102) Они сидят на кухне за столом, налит чай, Йенс сжимает кружку двумя руками, по-девчачьи.
«Ну, слушай, — говорит он. — Мне приснилось, что я собрался пописать и вдруг увидел, что из головки торчит какой-то сгусток, клубок крови и жил, на вид противный, я застеснялся, что жена увидит, и поэтому стал осторожненько вытягивать его, но за ним полез наружу мочеточник, уже в этом было что-то зловещее, понимаешь, да, я испытывал, мягко говоря, беспокойство, стоя посреди ванной с собственным мочеточником в руках, я оглянулся, убедился, что жена на что-то отвлеклась, и быстренько выкинул все хозяйство в мусорный ящик под раковиной и выдохнул с облегчением. Но потом, позже, мне снова захотелось по-маленькому, и тут только я сообразил, что же я натворил, — если теперь пописаю, то моча разольется внутри и затечет неизвестно куда, что наверняка не очень хорошо, подумал я и решил потерпеть, и терпел, терпел, пока совсем не приспичило, тогда я сказал жене, что пробегусь на лыжах, а сам поехал в больницу, там была огромная очередь, я попытался объяснить свою ситуацию проходившей мимо медсестре, и тут же все кругом замолчали и стали прислушиваться, и все меня узнали, а сестра холодно ответила, что вряд ли это серьезно, поэтому мне надо занять очередь и ждать, как делают все. В холле там проходил фестиваль студенческой анимации, несколько сотен мультиков, я пытался смотреть, но не мог расслабиться, потому что чудовищно хотел писать и страшно жалел, что так глупо выбросил свой мочеточник в помойку. Что скажешь?»

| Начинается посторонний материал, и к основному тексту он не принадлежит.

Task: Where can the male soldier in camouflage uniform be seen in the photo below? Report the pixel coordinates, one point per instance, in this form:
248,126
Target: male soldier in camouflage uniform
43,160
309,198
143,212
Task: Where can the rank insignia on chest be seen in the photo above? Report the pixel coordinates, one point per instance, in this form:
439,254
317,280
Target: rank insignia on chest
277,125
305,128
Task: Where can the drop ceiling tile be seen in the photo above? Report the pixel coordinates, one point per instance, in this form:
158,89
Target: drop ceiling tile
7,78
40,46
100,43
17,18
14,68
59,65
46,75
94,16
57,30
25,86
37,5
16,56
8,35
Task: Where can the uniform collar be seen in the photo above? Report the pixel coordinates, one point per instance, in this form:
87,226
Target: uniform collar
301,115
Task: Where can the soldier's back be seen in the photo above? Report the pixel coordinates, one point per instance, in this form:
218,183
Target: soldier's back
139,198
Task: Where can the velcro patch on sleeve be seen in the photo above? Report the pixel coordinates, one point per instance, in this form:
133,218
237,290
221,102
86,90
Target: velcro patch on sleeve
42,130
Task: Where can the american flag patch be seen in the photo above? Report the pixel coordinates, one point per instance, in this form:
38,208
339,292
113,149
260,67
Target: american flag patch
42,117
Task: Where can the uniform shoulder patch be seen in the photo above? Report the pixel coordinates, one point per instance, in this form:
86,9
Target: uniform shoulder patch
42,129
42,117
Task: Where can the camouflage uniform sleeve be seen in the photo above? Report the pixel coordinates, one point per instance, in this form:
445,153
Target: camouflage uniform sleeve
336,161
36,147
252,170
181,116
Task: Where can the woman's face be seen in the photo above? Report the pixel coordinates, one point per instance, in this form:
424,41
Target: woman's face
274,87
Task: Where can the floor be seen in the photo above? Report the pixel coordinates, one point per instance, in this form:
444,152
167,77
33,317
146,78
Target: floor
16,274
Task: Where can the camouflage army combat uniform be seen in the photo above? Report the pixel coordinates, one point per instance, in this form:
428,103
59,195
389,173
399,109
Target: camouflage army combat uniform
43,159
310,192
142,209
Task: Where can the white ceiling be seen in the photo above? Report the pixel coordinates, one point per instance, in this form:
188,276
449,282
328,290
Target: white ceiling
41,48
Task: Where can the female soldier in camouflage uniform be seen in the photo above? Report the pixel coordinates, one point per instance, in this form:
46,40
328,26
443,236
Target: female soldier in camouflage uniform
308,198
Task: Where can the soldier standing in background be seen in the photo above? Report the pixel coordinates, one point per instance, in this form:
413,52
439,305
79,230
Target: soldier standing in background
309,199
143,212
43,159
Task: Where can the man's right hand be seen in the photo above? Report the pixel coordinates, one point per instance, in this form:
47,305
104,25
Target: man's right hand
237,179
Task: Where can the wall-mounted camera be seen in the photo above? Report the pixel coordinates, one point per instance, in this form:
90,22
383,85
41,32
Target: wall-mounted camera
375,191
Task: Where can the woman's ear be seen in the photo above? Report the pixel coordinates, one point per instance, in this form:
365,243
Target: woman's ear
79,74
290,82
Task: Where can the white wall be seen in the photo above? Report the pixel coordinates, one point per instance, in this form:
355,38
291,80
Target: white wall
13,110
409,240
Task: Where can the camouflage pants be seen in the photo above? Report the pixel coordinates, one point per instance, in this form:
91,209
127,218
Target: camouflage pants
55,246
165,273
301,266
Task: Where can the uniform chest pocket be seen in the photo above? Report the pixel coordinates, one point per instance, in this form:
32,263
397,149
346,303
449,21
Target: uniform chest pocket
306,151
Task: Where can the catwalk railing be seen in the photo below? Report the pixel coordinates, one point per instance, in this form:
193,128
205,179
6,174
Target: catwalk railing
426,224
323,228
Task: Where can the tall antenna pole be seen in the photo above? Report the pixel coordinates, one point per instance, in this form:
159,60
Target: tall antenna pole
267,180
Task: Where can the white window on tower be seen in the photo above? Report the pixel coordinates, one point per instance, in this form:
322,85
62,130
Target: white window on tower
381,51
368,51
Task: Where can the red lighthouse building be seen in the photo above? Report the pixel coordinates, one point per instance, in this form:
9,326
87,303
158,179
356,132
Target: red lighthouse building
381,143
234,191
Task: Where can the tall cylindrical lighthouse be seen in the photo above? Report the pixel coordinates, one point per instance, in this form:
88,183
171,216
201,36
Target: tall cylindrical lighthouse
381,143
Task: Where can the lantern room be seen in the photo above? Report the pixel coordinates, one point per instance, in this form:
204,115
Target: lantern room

«Да, странный сон», — сказал Фвонк.
«Думаешь, он о чем?»
«Честно сказать, не знаю. Возможно, в целом о системе здравоохранения или об очередях в больницы».
«Ты правда так думаешь?»
«Как вариант».
«Черт, с этими очередями мне надо было давно разобраться, но столько всего навалилось, руки не дошли, я не могу поспеть везде».
«Еще бы, конечно, тебе приходится думать очень о многом».
«Не то слово! Все остальные министры отвечают за что-то одно, а у меня все подряд, как принято говорить, весь спектр — политика внешняя и внутренняя, террор, рыба, птица, злоупотребления в начислении пособий и окружающая среда. — (Его тошнит.) — На мне всё, а всё — это ужасно много!»
«Да, всё — это много», — соглашается Фвонк.
«Но такой сон — это не шутки, надо что-то делать, надо звонить министру здравоохранения, вот прямо сейчас и позвоню, смотри-ка, а у меня ее номер в быстром наборе».
«Анна-Грета? Привет, дорогой соратник, да, это я, хо-хо, знаю-знаю, что сейчас довольно поздно или, скорее, рано, как посмотреть, знаешь, что хотел сказать — нам надо уже разобраться наконец с этими очередями в больницы, черт возьми, это ни в какие ворота не лезет, мы самая богатая страна в мире, а тут такое, хорошо, ладно, ладно, поговорим завтра, но это приоритет номер один, согласна, да, и оппозиция наконец-то заткнется, думаю я, ха-ха, ну все, ладненько, договорились, пока-пока».